All the hard work and good training in the world will only get you so far (or fast) in a marathon. Unlike the other typical race distances where you can get by with minimal food before or on the run, marathons demand a different approach if you’re going to get the best out of yourself.


Plan in advance

I’ve had a number of conversations with runners of all speeds about pre-race nutrition and most give some form of the following feedback. “I’ll have a big portion of pasta the night before, and a sachet of porridge/a couple of slices of jam on toast in the morning. That should do.”

Without wanting to jump the gun, it’s important to point out that nerves play a role, so they may well only be able to stomach a small breakfast, but just eating some pasta the night before isn’t nearly enough to run for three to five hours the next day.

Plan your nutrition in advance. I use myfitnesspal throughout the year, taking some weeks off for holidays. Using the app allows me to plan exactly what I need to eat in advance to optimise carb intake, and it’s a powerful tool for planning your marathon carb loading.


Carb loading strategies

There are lots of ideas on carb-loading and in this post I’m not going to dig into it too much. My goal here is to give you useful information to help change your pre-race habits, not debate the quality and validity of various studies.

Needless to say (I hope), the strategy of one big carb meal simply isn’t enough whether you’re running to finish in no particular time, or running for a PB. Below I’ll offer two options that fit the lifestyle of us amateur athletes.


Carb-loading strategy 1

Start carb-loading 3 days out from your race. Since most marathons are on a Sunday, you need to get fueling from Thursday morning. That doesn’t mean eating every piece of bread, packet of crisps or biscuits you lay eyes on, but there should be an increase in the amount of carbohydrate-rich foods you consume. Have toast as well as your normal breakfast, perhaps a little later if you want to optimise carb storage. Eat a larger portion of potatoes, pasta or rice than normal, and yes, the night before the race you can have a much larger portion than normal.


Carb-loading strategy 2

This crams the carbs in a bit more, aiming to consume 9-12g of carbohydrate per kg of bodyweight in the 24-36 hours before your race. 9-12g/kg still leaves quite a large range. At 62kg it gave me 558g to 774g of carbohydrate. 186g of carbs is as much as an entire day’s worth of carbs for many people.

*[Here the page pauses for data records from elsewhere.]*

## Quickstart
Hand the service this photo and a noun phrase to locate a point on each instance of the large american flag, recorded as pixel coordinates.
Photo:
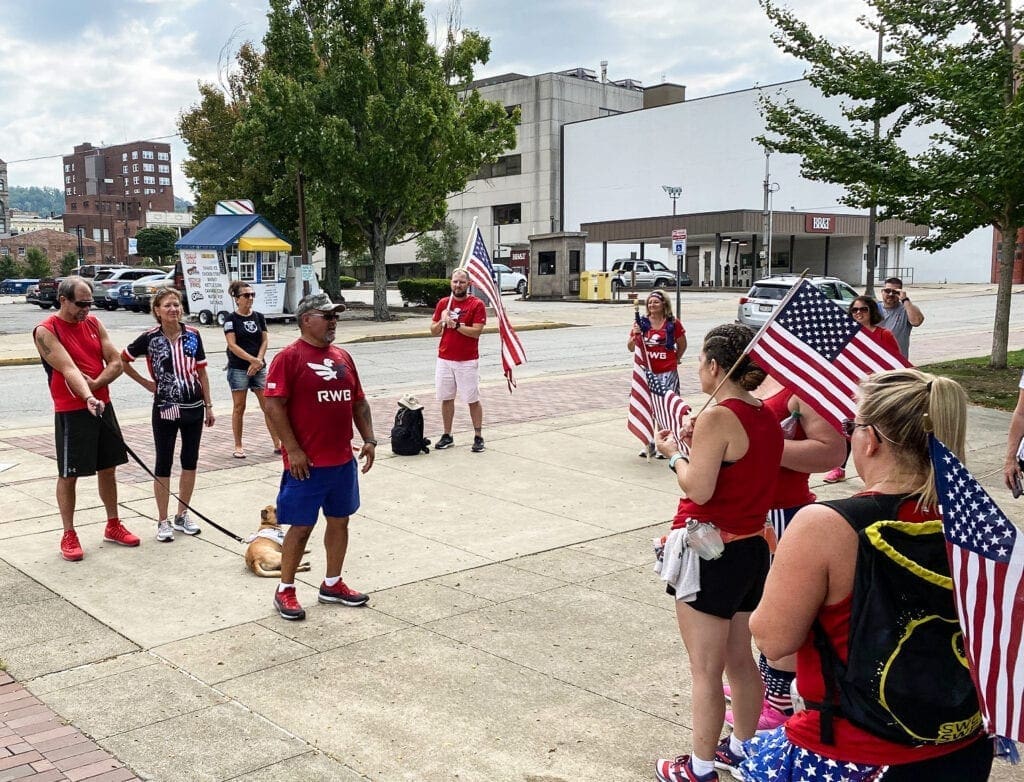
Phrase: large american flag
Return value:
(812, 346)
(986, 562)
(652, 404)
(481, 276)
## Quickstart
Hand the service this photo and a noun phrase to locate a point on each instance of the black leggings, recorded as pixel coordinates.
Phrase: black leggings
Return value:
(971, 764)
(165, 433)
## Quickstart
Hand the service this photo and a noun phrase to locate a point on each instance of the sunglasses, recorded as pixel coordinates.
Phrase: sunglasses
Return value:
(849, 425)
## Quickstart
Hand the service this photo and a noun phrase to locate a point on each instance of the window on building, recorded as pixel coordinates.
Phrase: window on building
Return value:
(546, 262)
(506, 214)
(507, 166)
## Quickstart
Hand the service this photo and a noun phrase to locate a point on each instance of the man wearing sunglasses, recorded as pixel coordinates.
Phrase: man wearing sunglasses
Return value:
(81, 362)
(899, 314)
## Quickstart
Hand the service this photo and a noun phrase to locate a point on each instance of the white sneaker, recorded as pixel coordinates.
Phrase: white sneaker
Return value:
(183, 524)
(164, 532)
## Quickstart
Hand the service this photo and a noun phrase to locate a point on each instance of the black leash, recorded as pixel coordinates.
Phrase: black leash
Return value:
(141, 464)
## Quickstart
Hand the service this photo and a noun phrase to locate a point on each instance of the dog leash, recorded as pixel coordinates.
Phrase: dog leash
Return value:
(141, 464)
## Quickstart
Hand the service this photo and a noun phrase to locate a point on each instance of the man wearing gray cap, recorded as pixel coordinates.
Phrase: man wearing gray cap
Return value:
(313, 396)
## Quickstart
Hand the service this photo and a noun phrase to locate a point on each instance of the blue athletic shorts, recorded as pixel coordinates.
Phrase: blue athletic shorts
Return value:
(332, 489)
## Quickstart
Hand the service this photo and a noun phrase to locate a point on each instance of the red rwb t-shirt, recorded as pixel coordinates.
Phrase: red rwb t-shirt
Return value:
(320, 386)
(744, 487)
(455, 346)
(81, 340)
(663, 359)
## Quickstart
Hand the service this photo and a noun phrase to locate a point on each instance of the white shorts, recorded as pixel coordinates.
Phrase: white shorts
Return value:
(463, 377)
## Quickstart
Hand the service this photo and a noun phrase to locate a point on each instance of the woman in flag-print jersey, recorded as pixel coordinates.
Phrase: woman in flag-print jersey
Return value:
(181, 403)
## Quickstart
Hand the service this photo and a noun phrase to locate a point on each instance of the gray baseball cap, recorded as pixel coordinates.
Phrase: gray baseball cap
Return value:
(317, 303)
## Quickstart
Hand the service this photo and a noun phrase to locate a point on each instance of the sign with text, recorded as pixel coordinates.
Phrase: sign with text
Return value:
(819, 223)
(679, 241)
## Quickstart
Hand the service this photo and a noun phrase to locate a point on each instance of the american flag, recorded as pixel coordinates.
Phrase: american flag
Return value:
(812, 346)
(481, 276)
(986, 561)
(652, 404)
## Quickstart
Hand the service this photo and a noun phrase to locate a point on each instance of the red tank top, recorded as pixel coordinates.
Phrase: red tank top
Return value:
(792, 488)
(745, 487)
(852, 743)
(83, 345)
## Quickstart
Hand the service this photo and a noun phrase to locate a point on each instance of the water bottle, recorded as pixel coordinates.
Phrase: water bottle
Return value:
(704, 537)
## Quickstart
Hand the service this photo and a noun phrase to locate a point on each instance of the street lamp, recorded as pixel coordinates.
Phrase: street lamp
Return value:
(674, 193)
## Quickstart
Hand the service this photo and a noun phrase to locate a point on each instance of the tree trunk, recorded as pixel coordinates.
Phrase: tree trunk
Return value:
(377, 250)
(332, 268)
(1000, 328)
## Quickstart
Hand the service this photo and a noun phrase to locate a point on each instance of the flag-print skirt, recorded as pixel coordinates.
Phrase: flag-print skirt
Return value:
(770, 757)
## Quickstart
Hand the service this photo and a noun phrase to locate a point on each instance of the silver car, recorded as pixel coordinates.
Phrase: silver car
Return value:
(764, 296)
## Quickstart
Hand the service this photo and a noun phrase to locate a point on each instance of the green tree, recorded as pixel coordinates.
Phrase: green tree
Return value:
(353, 94)
(10, 268)
(954, 72)
(36, 263)
(157, 243)
(438, 252)
(69, 262)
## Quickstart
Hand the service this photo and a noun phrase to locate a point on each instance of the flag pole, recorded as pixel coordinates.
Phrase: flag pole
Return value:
(769, 321)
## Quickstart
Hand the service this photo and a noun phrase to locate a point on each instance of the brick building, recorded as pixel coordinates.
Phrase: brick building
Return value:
(110, 189)
(54, 243)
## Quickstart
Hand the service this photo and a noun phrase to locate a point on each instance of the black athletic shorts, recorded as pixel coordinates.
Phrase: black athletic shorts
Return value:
(733, 582)
(85, 444)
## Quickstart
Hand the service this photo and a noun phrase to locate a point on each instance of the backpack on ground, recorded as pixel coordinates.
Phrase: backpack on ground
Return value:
(906, 678)
(407, 434)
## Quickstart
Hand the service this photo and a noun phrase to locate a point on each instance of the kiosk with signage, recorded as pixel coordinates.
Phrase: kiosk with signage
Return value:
(236, 244)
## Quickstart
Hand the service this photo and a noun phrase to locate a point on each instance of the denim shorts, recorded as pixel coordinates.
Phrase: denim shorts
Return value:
(239, 380)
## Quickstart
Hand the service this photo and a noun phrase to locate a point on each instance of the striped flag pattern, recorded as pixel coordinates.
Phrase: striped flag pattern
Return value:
(812, 346)
(481, 276)
(986, 561)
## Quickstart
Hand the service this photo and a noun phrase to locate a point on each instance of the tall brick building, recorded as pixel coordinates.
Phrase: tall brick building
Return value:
(109, 190)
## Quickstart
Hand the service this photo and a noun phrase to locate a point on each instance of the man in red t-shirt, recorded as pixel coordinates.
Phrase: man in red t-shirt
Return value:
(313, 396)
(82, 362)
(459, 319)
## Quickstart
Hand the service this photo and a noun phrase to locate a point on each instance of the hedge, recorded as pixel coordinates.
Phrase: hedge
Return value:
(425, 291)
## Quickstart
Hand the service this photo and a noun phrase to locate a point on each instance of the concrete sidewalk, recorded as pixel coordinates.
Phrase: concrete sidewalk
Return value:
(515, 631)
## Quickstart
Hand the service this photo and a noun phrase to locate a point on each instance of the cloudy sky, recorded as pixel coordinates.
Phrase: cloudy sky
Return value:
(114, 71)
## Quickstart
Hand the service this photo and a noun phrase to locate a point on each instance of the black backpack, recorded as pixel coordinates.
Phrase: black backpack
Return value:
(906, 678)
(407, 434)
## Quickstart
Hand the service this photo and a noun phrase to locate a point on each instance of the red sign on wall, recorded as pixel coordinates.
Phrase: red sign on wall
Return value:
(819, 223)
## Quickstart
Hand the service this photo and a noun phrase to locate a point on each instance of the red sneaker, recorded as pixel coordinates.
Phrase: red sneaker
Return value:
(341, 594)
(71, 549)
(116, 533)
(288, 604)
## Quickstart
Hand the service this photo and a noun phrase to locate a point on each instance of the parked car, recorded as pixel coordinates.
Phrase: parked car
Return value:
(16, 287)
(643, 273)
(143, 290)
(510, 279)
(45, 295)
(107, 281)
(764, 296)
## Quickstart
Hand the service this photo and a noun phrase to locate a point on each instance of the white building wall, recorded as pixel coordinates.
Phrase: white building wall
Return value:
(614, 168)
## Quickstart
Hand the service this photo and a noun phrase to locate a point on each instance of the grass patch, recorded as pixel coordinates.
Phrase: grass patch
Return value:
(985, 387)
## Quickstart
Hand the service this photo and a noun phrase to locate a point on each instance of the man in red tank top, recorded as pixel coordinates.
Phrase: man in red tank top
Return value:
(82, 363)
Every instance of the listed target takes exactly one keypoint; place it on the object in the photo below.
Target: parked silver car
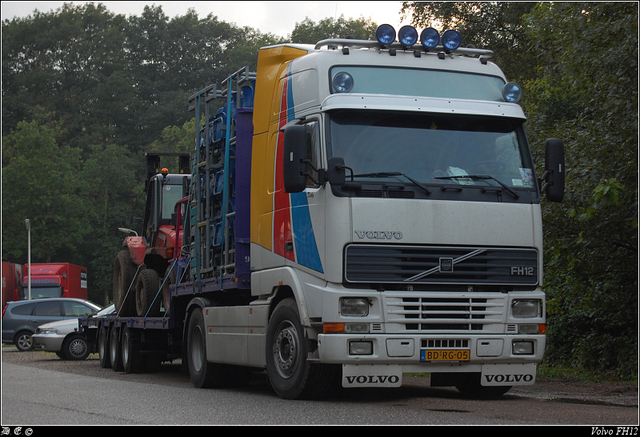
(21, 318)
(62, 337)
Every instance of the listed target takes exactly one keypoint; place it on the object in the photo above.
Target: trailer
(355, 210)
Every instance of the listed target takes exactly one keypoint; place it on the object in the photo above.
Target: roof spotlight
(451, 39)
(385, 34)
(408, 36)
(512, 92)
(429, 38)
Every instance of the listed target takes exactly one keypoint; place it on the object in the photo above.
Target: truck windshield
(171, 193)
(432, 148)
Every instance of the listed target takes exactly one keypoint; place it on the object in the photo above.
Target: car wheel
(23, 342)
(75, 348)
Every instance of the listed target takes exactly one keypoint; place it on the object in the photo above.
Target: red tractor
(145, 262)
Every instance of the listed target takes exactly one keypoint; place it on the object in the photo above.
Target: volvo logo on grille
(446, 265)
(379, 235)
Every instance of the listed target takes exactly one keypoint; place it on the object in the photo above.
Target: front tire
(291, 375)
(203, 373)
(23, 341)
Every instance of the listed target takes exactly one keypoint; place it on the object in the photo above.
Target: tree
(585, 91)
(496, 26)
(110, 191)
(578, 65)
(39, 183)
(308, 32)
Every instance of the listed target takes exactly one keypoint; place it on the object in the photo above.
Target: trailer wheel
(203, 373)
(114, 350)
(103, 348)
(123, 272)
(146, 290)
(291, 375)
(130, 351)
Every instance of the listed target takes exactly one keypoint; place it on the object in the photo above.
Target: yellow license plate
(444, 355)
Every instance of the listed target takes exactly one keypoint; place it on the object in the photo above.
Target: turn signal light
(333, 328)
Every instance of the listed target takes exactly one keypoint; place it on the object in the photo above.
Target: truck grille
(439, 313)
(416, 265)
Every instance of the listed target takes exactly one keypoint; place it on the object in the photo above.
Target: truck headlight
(522, 348)
(525, 308)
(354, 306)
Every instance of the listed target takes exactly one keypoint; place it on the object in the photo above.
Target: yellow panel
(271, 64)
(270, 61)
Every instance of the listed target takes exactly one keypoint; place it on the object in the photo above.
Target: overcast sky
(278, 18)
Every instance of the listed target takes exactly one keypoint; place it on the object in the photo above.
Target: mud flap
(371, 375)
(508, 374)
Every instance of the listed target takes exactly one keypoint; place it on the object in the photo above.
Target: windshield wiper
(516, 195)
(388, 174)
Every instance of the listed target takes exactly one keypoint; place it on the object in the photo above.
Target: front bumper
(48, 342)
(431, 353)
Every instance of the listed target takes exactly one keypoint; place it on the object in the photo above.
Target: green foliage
(308, 32)
(578, 64)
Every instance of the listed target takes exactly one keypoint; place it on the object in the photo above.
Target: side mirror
(294, 158)
(554, 170)
(336, 174)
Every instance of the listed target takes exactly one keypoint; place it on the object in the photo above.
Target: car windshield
(432, 148)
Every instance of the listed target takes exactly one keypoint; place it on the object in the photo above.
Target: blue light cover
(429, 38)
(342, 82)
(512, 92)
(408, 36)
(385, 34)
(451, 39)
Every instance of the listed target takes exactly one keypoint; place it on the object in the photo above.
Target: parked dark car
(21, 318)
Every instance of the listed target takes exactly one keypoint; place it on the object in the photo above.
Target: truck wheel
(75, 348)
(290, 373)
(203, 373)
(469, 385)
(114, 350)
(146, 289)
(23, 342)
(103, 348)
(130, 351)
(123, 272)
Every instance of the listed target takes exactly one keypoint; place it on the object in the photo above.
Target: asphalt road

The exact amount best for you will vary depending on several factors, but as always, my advice is to experiment with it and see what works best for you. If you’ve been gaining weight in the taper, then you could perhaps go on the lower end as your carb stores may not be that depleted. Athletes who have a good amount of muscle mass will have extra storage capability, so could perhaps aim for the higher end of the spectrum.


How can you eat that much carbohydrate?

One key thing is to break it down into regular meals. Trying to simply squeeze more into 3-4 portions won’t optimise carb storage since the body can only transport so much carbohydrate to your muscles, liver and brain at a time, and will likely leave you feeling bloated to boot. Ideally split it into several smaller meals and snacks. You’ll feel like you’ve not stopped eating, but should avoid any physical or digestive discomfort.

Another trick you can use is to consume some carbs from drinks. Don’t go chugging a 2 litre bottle of Coke or big bottle of orange juice, but a small amount of fruit juice or flat fizzy drink can help you cram in the carbs without feeling more full than is necessary.